Bilim, Sanayi ve Teknoloji Bakanı Faruk Özlü
Bilim, Sanayi ve Teknoloji Bakanı Faruk Özlü de, 204 ürünün coğrafi işaret tescili aldığını, 302 ürünün başvurusunun inceleme aşamasında olduğunu belirterek, “Bu sayılar yeterli değil. Yaptırdığımız bir araştırma, 2 bin 500 civarında ürünün coğrafi işaret tescili alabilecek bir potansiyel taşıdığını ortaya koyuyor. Bu konudaki farkındalık arttıkça, tescilli ürün rakamların da artacağına inanıyorum.” dedi.
Özlü, yaptığı konuşmada, coğrafi işaret korumasının sadece kültürel ve yerel değerlerin korunmasından ibaretmiş gibi algılandığını ancak konunun ekonomik boyutunun ciddi değer taşıdığını söyledi. Özlü, ekonomik ve rasyonel açıdan şehirleri geliştirmek, bölgesel kalkınmayı hızlandırmak açısından da bu konuyu önemsediklerini vurgulayarak, coğrafi işarete sahip ürünlerin, pazarlara daha yüksek fiyatlarla girebildiğine işaret etti.

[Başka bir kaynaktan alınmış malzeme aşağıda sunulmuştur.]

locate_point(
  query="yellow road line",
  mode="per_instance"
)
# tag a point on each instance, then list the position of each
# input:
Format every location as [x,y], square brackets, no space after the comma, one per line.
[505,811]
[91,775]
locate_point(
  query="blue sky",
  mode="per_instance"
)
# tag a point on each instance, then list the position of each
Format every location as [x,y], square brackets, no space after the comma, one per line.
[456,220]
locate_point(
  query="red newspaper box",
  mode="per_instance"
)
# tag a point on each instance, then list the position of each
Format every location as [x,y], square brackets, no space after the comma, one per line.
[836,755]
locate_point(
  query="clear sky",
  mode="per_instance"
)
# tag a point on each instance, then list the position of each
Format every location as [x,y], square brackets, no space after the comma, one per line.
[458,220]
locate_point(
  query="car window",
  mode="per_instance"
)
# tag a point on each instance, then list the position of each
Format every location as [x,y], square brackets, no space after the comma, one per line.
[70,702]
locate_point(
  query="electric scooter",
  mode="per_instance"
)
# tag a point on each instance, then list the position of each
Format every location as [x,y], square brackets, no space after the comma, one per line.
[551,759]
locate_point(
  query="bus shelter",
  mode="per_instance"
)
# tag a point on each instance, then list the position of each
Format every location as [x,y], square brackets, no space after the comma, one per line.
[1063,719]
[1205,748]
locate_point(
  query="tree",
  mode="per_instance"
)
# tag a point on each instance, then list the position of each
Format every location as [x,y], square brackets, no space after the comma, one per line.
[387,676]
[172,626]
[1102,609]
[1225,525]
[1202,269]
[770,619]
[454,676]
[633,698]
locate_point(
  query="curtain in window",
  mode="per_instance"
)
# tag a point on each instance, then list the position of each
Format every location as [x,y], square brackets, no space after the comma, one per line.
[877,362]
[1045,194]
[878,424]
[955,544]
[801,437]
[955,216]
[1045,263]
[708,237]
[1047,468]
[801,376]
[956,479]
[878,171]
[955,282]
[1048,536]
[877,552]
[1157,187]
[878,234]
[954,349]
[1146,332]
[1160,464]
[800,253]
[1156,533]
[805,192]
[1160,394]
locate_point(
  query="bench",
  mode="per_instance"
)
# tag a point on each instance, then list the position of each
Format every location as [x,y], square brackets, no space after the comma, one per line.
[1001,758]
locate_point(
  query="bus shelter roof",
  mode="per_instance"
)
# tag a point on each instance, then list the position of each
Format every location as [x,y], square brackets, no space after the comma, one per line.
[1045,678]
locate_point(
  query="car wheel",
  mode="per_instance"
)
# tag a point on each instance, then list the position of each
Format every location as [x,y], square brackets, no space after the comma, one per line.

Özlü, bazı ülkelerin coğrafi işaretli ürünlerden ciddi oranda gelir elde ettiğine dikkati çekerek, Fransa’nın gıda endüstrisinde yaptığı ihracatın yaklaşık yüzde 30’unun coğrafi işaret tescili olan ürünlerden oluştuğunu aktardı.
ATO Başkanı Gürsel Baran
ATO Başkanı Gürsel Baran ise kırsal kalkınmaya büyük katkıda bulunacağına ve ekonomiye ivme kazandıracağına inandığı zirve boyunca coğrafi işaret konusunun tüm yönleriyle ele alınacağını söyledi.
Küresel ölçekte coğrafi işaretli ürün pazarının 200 milyar dolarlık büyüklüğe ulaştığını dile getiren Baran, Avrupa Birliği ülkeleri için söz konusu pazarın yaklaşık 55 milyar avro olduğunu kaydetti.